The complaints, which began surfacing in neighborhood forums and at library branch meetings in June, point to a technical process called duplicate image replacement: an automated system that flags visually similar files and substitutes a compressed version, discarding the original. For families who submitted irreplaceable photographs expecting them to be preserved, the result has been devastating.
A Salvadoran family in the Mission District said they submitted a collection of roughly 40 photographs of relatives from the 1970s — including images of family members who died during the civil war — and received back a folder of pixelated copies, some mismatched with the wrong file names. A retired schoolteacher in the Excelsior described submitting 19 photographs documenting the 1960s transformation of her block on Moscow Street, only to be told that the originals could not be retrieved. Neither individual wished to be named in this article, citing concern over ongoing dealings with city offices.
A Program Built to Preserve, Now Under Scrutiny
The Community Documentation Initiative was designed to democratize local history. The San Francisco Public Library partnered with the San Francisco History Center at the Main Branch on Larkin Street to accept public submissions, with the goal of building a neighborhood-level photographic archive complementing the city's official records. Participation was promoted heavily in the Tenderloin, Chinatown, and the Bayview-Hunters Point neighborhood, communities the program identified as historically underrepresented in civic archives.

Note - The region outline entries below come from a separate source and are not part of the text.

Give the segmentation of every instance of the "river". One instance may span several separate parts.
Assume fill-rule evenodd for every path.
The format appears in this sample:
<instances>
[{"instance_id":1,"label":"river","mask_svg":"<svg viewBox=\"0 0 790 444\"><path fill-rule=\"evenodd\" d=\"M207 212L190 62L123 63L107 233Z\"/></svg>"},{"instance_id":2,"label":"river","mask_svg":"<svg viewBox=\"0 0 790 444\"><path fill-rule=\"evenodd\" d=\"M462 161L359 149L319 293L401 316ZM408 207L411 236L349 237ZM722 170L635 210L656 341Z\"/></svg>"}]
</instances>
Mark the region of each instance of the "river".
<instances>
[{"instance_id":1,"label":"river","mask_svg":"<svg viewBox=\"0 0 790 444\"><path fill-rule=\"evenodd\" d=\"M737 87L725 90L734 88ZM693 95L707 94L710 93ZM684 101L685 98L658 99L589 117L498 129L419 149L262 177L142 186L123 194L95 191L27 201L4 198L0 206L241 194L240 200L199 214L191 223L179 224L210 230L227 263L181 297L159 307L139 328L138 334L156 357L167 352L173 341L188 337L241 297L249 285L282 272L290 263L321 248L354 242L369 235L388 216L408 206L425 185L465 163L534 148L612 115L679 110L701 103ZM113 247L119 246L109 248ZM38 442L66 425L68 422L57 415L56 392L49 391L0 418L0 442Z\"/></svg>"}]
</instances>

The initiative accepted submissions at three branch locations — the Chinatown Branch on Sacramento Street, the Bayview Branch on Third Street, and the Main Library on Larkin — where staff scanned images at resolutions up to 1200 DPI before returning originals to contributors. Contributors were told their high-resolution files would be stored permanently on the city server infrastructure managed through the Department of Technology.
The duplicate-flagging problem appears to have emerged after a server migration completed in February 2026, according to participants in a community meeting held at the Bayview Branch on June 18. Attendees said library staff acknowledged that an automated deduplication process had run across the archive without sufficient human review, but no formal public statement has been issued by the library or the Department of Technology as of July 4.
Community Members Push for Answers — and Restoration
Advocates from the Chinese Historical Society of America, headquartered on Clay Street in San Francisco, have begun fielding calls from Chinatown residents worried about submitted photographs. The organization has not confirmed the total number of affected files but said it is tracking the issue. The Tenderloin Museum on Turk Street has separately flagged concerns to library administration about submitted images from a 2024 oral history project that may have been caught in the same automated sweep.
How many files were affected remains unclear. The Community Documentation Initiative had processed submissions from more than 800 households since March 2024, according to promotional materials the library published last year. Even if a fraction of those involved duplicated-image errors, the potential loss of original scans is significant. Digital archivists generally consider a file deleted through an automated process without a backup chain to be unrecoverable unless the physical original still exists.
That is the practical advice advocates are now giving affected residents: if you still have the physical photograph, do not submit it anywhere else until the city clarifies what happened and what, if anything, can be restored. Residents with concerns can contact the San Francisco Public Library's History Center directly at the Main Branch, request a formal review of their submission record, and file a complaint with the City's Office of the Inspector General if they believe their records were mishandled. A community meeting focused on the issue is being organized for later in July at the Bayview Branch on Third Street — date to be confirmed through the library's events calendar.